MapReduce Job
A MapReduce Job is a distributed data-processing job (composed of a MapReduce Mapper Job and a MapReduce Reducer Job) that run on a MapReduce system.
- Context:
- It can (typically) be applied to Highly Parallelizable large data tasks.
- It can (typically) be a Hadoop MapReduce Job.
- Example(s):
- an Apache Pig Job.
- …
- Counter-Example(s):
- See: MapReduce Mapping Phase, MapReduce Reducer Phase, Hadoop API, Data Processing Job.
References
2012
- http://hadoop.apache.org/common/docs/r0.20.2/mapred_tutorial.html#Overview
- … A Map/Reduce job usually splits the input data-set into independent chunks which are processed by the map tasks in a completely parallel manner. The framework sorts the outputs of the maps, which are then input to the reduce tasks. Typically both the input and the output of the job are stored in a file-system. The framework takes care of scheduling tasks, monitoring them and re-executes the failed tasks. ...
...
- http://en.wikipedia.org/wiki/MapReduce#Overview
- MapReduce is a framework for processing embarrassingly parallel problems across huge datasets using a large number of computers (nodes), collectively referred to as a cluster (if all nodes are on the same local network and use similar hardware) or a grid (if the nodes are shared across geographically and administratively distributed systems, and use more heterogenous hardware). Computational processing can occur on data stored either in a filesystem (unstructured) or in a database (structured). MapReduce can take advantage of locality of data, processing data on or near the storage assets to decrease transmission of data.
"Map" step: The master node takes the input, divides it into smaller sub-problems, and distributes them to worker nodes. A worker node may do this again in turn, leading to a multi-level tree structure. The worker node processes the smaller problem, and passes the answer back to its master node.

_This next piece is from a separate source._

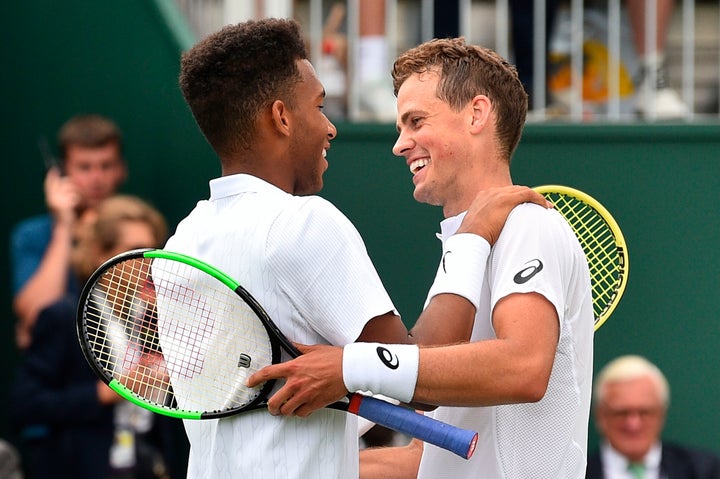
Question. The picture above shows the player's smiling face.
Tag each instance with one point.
(430, 135)
(312, 132)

"Reduce" step: The master node then collects the answers to all the sub-problems and combines them in some way to form the output – the answer to the problem it was originally trying to solve.

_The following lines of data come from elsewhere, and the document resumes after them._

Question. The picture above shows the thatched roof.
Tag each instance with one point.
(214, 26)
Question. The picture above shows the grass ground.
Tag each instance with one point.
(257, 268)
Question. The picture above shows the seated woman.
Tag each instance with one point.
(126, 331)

MapReduce allows for distributed processing of the map and reduction operations. Provided each mapping operation is independent of the others, all maps can be performed in parallel – though in practice it is limited by the number of independent data sources and/or the number of CPUs near each source. Similarly, a set of 'reducers' can perform the reduction phase - provided all outputs of the map operation that share the same key are presented to the same reducer at the same time, or if the reduction function is associative. While this process can often appear inefficient compared to algorithms that are more sequential, MapReduce can be applied to significantly larger datasets than "commodity" servers can handle – a large server farm can use MapReduce to sort a petabyte of data in only a few hours. The parallelism also offers some possibility of recovering from partial failure of servers or storage during the operation: if one mapper or reducer fails, the work can be rescheduled – assuming the input data is still available.

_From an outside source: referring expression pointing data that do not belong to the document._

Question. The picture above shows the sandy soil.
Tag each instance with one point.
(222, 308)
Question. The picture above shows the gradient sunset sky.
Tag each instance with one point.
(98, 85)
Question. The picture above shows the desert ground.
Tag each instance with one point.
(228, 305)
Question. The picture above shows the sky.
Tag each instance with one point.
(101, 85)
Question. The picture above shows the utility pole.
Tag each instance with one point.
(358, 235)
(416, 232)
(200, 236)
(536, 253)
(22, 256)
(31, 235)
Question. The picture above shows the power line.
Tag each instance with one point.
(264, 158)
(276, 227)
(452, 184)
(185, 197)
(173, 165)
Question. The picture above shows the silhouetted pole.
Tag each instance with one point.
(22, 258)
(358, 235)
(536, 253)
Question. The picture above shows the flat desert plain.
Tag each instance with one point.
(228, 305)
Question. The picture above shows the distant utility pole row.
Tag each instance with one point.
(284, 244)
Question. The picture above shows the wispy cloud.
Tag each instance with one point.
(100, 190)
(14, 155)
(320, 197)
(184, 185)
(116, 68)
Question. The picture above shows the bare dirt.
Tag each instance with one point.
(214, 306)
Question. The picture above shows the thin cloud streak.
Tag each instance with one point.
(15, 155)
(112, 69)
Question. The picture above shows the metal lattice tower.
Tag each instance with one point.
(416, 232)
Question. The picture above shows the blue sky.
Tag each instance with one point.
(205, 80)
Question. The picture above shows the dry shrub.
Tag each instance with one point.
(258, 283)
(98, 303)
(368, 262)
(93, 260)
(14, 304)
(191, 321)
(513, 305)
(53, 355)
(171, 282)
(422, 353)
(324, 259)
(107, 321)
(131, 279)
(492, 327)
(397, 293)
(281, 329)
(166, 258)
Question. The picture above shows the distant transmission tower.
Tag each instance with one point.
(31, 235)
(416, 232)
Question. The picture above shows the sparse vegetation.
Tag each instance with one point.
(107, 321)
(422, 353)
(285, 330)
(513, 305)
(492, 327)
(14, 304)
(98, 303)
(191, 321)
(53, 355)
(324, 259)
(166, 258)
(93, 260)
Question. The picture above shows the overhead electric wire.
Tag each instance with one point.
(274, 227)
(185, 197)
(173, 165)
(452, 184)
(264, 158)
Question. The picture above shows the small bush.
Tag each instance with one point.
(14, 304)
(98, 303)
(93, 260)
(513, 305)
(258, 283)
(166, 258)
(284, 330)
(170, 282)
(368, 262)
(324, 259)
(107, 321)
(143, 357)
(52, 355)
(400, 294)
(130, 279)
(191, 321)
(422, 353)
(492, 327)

- MapReduce is a framework for processing embarrassingly parallel problems across huge datasets using a large number of computers (nodes), collectively referred to as a cluster (if all nodes are on the same local network and use similar hardware) or a grid (if the nodes are shared across geographically and administratively distributed systems, and use more heterogenous hardware). Computational processing can occur on data stored either in a filesystem (unstructured) or in a database (structured). MapReduce can take advantage of locality of data, processing data on or near the storage assets to decrease transmission of data.
2011
- http://binarynerd.com/java-tutorials/distributed-computing/hadoop-mapreduce-101.html
- The mapping part of a job is distributed to all nodes on a cluster. Each node can then spawn multiple mappers, ie using all the cores of a Quad core CPU, to process the data residing on that computer. All of this occurs in parallel.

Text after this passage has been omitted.